Noble M500 supercar gets V6 engine from Ford GT
Noble describes the M500 as the “little brother” to the M600 – but it’s powered by the same twin-turbocharged V6 engine found in the Ford GT
Leicester-based sports car manufacturer Noble has revealed its first new model in 12 years. Called M500, it’s positioned as a “little brother” to the fearsome 650bhp V8-engined M600.
Revealed as a static prototype at the 2018 Goodwood Festival of Speed, the car, which still a prototype for now, has advanced to the late pre-production stage. It’s powered by a detuned version of the twin-turbocharged 3.5-litre V6 engine used in the Ford GT, and is likely to develop around 550bhp. That’s 100bhp less than you get in the Ford, but it’s still more than a match for the likes of the new Chevrolet Corvette and Aston Martin Vantage.
Crucially, Noble says the M500 will grant drivers a similarly engaging experience as its older sibling.

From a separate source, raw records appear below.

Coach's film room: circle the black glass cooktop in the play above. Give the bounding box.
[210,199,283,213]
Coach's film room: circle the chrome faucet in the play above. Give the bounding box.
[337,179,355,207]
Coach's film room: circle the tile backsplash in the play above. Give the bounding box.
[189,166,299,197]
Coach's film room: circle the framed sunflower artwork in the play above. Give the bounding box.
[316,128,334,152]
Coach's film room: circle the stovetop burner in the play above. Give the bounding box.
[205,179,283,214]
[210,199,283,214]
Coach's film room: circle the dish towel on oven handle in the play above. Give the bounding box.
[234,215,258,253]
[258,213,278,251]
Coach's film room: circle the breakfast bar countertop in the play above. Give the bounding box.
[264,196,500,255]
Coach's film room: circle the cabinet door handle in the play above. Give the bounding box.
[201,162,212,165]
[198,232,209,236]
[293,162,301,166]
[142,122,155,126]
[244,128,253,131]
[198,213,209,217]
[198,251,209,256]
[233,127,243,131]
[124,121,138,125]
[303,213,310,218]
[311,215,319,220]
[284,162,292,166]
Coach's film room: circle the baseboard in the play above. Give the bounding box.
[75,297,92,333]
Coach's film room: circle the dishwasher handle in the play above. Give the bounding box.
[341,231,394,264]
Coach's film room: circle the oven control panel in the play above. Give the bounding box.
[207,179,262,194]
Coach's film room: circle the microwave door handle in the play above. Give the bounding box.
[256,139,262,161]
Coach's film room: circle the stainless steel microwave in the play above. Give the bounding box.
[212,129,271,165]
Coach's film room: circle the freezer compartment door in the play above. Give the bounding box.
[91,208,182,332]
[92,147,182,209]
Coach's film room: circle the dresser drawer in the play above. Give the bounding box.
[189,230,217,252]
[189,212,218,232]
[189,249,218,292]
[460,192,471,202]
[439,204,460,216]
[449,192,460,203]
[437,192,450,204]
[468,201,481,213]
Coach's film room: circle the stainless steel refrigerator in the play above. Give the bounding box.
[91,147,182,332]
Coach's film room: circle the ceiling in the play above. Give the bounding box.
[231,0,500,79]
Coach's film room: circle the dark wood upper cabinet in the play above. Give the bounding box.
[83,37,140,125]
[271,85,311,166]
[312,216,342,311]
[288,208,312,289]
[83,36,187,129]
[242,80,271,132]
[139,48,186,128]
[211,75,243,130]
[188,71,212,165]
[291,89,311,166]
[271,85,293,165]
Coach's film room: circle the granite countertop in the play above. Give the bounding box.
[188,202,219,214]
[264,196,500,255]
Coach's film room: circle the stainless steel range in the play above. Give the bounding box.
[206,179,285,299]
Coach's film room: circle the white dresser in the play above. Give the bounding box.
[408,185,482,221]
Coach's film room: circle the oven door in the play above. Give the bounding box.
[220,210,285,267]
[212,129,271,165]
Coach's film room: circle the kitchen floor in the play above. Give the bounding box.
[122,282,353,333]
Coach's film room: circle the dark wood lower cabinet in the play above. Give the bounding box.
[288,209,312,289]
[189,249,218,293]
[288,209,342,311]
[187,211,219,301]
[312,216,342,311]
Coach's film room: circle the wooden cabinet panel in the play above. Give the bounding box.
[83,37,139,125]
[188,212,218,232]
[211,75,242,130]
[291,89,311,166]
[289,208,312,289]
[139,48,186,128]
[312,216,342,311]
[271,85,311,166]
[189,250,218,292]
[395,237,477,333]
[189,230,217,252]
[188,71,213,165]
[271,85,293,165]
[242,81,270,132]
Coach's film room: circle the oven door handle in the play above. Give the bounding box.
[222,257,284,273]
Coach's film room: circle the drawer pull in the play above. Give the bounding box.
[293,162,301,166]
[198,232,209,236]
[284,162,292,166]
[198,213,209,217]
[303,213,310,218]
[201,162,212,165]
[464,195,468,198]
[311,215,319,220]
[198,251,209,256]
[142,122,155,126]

The only gearbox available will be a gated six-speed manual, and the company will adopt a similarly relaxed attitude towards safety equipment - there’ll be no airbags or anti-lock brakes here.
Underneath, the car’s tubular steel chassis shares plenty of similarities with the old M600, utilising double wishbone suspension and coilover springs with passive dampers. The M500 is the same length as the M600, too, although it is slightly wider.
Another one of Noble’s goals for the M500 is to make it a more affordable car than the M600. That car cost from £200,000 when new, so the brand could look to start the M500 off from around the £150,000 mark.
Noble has ditched the M600’s expensive carbon fibre bodywork, opting instead for more affordable glass-reinforced composite panelling. It helps get the car’s weight down to around 1,400kg, which is around 100kg less than the Corvette.
The cabin has also been repackaged to provide a little more space over the M600. The car in these images has a set of hardcore carbon fibre bucket seats, but more accommodating options for the “less extreme” model could be made available.
The rest of the cabin is minimalistic, with a simple digital gauge cluster sitting ahead of the driver and a large touchscreen infotainment system perched atop the dashboard. Some switchgear is borrowed from larger manufacturers – the door lock button on the driver’s side is a Ford unit, for example.
It’s worth noting that the car in these images is still a working prototype, but Noble says this shape is pretty much how the finished car will look. We’re expecting more details, including some performance specifications, over the coming months.